When a product is sold to a buyer and the product is defective such that the buyer suffers an injury, the buyer may raise a personal injury claim. A consumer can raise a claim under the Consumer Rights Act 2015, the Consumer Protection Act 1987 and by way of common law negligence.
Consumer Rights Act 2015
Buyers that have sustained injury from a product can bring a claim for breach of contract under the Consumers Rights Act 2015. It is only the purchaser that can bring a claim for breach of contract and only against the other party to the contract or a party specifically named in the contract. For a consumer contract to exist there must be an offer from a consumer to buy goods and acceptance of the offer. Terms in consumer contracts set out the agreement between suppliers and consumers. Any terms that are individually agreed with the consumer are called ‘express terms’. This could be the price of the goods or service if it is not fixed. There are also implied terms of a consumer contract; the implied terms set out that the goods are expected to be:
- Of satisfactory quality
- As described
- Fit for purpose
If these terms are not met, this is considered a ‘breach of the contract’. Claims for breach of contract do not need to show fault by the seller only that there has been a breach of an express of implied term. If there is a breach of contract the consumer may claim for repair or replacement of goods, full or partial refund, or damages, which is the most likely route for a personal injury claim.

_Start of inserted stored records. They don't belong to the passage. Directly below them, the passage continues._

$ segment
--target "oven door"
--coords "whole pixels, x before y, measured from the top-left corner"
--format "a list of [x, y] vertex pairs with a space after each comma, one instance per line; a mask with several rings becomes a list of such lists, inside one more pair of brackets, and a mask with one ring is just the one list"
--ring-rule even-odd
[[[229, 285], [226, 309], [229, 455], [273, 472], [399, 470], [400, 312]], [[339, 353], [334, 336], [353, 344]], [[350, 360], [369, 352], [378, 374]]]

Consumer Protection Act 1987
Claims under the Consumer Protection Act differ in that any consumer can bring a claim as opposed to just the purchaser. To bring a claim under the Consumer Protection Act, you must show:
- That the item in question is a product
- That the product was defective
- That the defect caused the injury and / or losses claimed
Section 1 of the act defines a product as,
“any goods or electricity and…includes a product which is comprised in another product, whether by virtue of being a component part or raw material or otherwise’.

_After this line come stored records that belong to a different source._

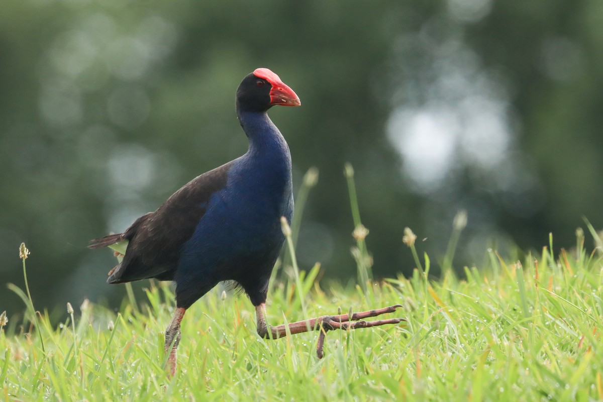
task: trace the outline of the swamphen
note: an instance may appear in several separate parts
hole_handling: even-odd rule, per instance
[[[270,70],[259,68],[245,77],[236,91],[236,113],[249,140],[247,152],[193,179],[123,233],[93,240],[89,246],[127,240],[123,260],[109,272],[109,283],[148,278],[175,282],[177,309],[165,331],[166,353],[171,347],[171,375],[185,312],[221,281],[234,281],[249,296],[260,336],[286,334],[285,325],[269,327],[264,318],[268,280],[285,240],[281,219],[290,222],[293,214],[289,147],[267,111],[275,105],[300,104],[295,93]],[[317,351],[322,357],[327,330],[399,322],[402,319],[349,322],[397,307],[294,322],[289,330],[321,329]]]

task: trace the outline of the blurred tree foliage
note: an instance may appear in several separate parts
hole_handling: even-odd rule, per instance
[[[355,274],[346,162],[376,276],[412,269],[405,226],[441,258],[461,209],[457,268],[550,231],[570,247],[582,215],[603,224],[602,50],[598,0],[4,0],[0,282],[21,283],[25,241],[37,306],[121,300],[88,240],[245,151],[235,91],[260,66],[302,101],[271,111],[295,184],[320,171],[303,265]]]

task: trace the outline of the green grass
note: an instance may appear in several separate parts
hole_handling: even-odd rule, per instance
[[[173,295],[149,282],[139,313],[128,302],[117,314],[85,303],[58,328],[39,316],[45,352],[30,319],[9,322],[0,330],[0,400],[601,400],[603,260],[583,243],[556,260],[545,248],[521,263],[493,251],[488,266],[466,268],[462,280],[447,271],[428,281],[415,270],[367,286],[367,295],[316,282],[317,268],[302,271],[309,318],[400,303],[390,316],[408,319],[329,332],[322,360],[318,333],[261,339],[247,299],[213,291],[185,316],[171,380],[163,331]],[[271,324],[305,318],[295,284],[271,289]]]

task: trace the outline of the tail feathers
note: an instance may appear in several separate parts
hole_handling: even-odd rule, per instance
[[[109,234],[104,237],[99,237],[98,239],[91,240],[90,240],[90,244],[88,245],[88,248],[100,248],[101,247],[106,247],[112,244],[115,244],[124,240],[125,238],[124,234],[124,233]]]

The scope of this is quite wide meaning that a claim may be brought against both the manufacturer of the product and the manufacturer of a component within the product if more than one company was involved in the creation of the product.
The second element this claim is that the product is defective. This is defined in section 3 of the act as “a product whose safety is not such as people generally would be entitled to expect”. When determining whether a product is defective the court take into account all circumstances including the use of the product, what warning signs were provided and the time at which the product was supplied.

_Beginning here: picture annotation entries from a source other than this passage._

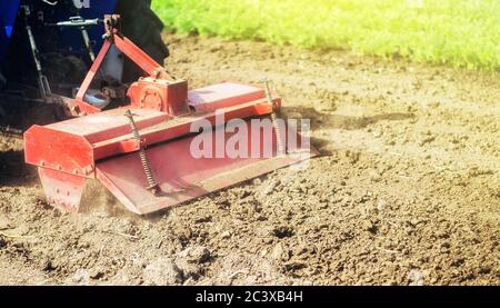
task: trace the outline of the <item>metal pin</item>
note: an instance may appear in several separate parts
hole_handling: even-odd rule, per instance
[[[274,107],[274,103],[272,102],[271,89],[269,88],[268,79],[264,78],[263,82],[264,82],[264,88],[266,88],[266,99],[268,100],[268,103],[270,103],[271,106]],[[283,135],[281,131],[281,127],[278,123],[278,115],[277,115],[274,108],[271,113],[271,122],[272,122],[272,126],[274,127],[274,131],[276,131],[276,139],[277,139],[277,143],[278,143],[278,156],[287,155],[287,147],[284,146],[284,142],[283,142]]]

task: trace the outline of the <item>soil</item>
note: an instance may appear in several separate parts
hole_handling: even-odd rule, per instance
[[[150,217],[43,200],[0,138],[0,285],[500,285],[500,79],[168,36],[191,87],[260,83],[321,156]]]

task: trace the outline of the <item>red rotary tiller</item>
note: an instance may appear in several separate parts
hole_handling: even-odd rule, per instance
[[[188,90],[188,82],[173,79],[148,54],[123,38],[118,16],[106,17],[107,38],[77,98],[69,108],[77,118],[40,127],[24,135],[26,161],[38,167],[48,201],[69,211],[78,211],[87,179],[98,179],[129,210],[146,215],[178,205],[238,182],[297,163],[316,155],[308,142],[290,129],[278,126],[266,130],[246,121],[246,148],[258,156],[197,157],[191,131],[209,122],[211,146],[217,151],[220,136],[227,140],[237,133],[224,122],[271,116],[281,99],[269,89],[223,82]],[[130,86],[130,105],[101,111],[84,97],[111,46],[136,62],[147,74]],[[266,87],[264,87],[266,88]],[[269,136],[271,133],[272,136]],[[252,138],[253,136],[253,138]],[[256,136],[261,137],[256,142]],[[268,137],[268,138],[267,138]],[[290,141],[297,138],[297,142]],[[241,140],[241,138],[240,138]],[[267,142],[267,143],[266,143]],[[293,143],[288,147],[283,145]],[[264,155],[264,148],[271,155]]]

As the onus is on the consumer to prove breach of duty, it can often be beneficial to keep hold of receipt or proof of purchase, the defective product and any evidence of the loss or injury sustained.
It is also possible for a consumer to bring a claim under common law. However, in order to prove this you must show that the manufacturer owed you a duty of care and that their act or omission has breached that duty of care which as a result has caused you to suffer injury or loss.
A claim of this kind is a far higher threshold to pass as consumers must prove the manufacturer directly owed them a duty of care as opposed to proving a breach of contract. Thus, consumers may have more success pursuing a personal injury claim under either the Consumer Rights Act or Consumer Protection Act.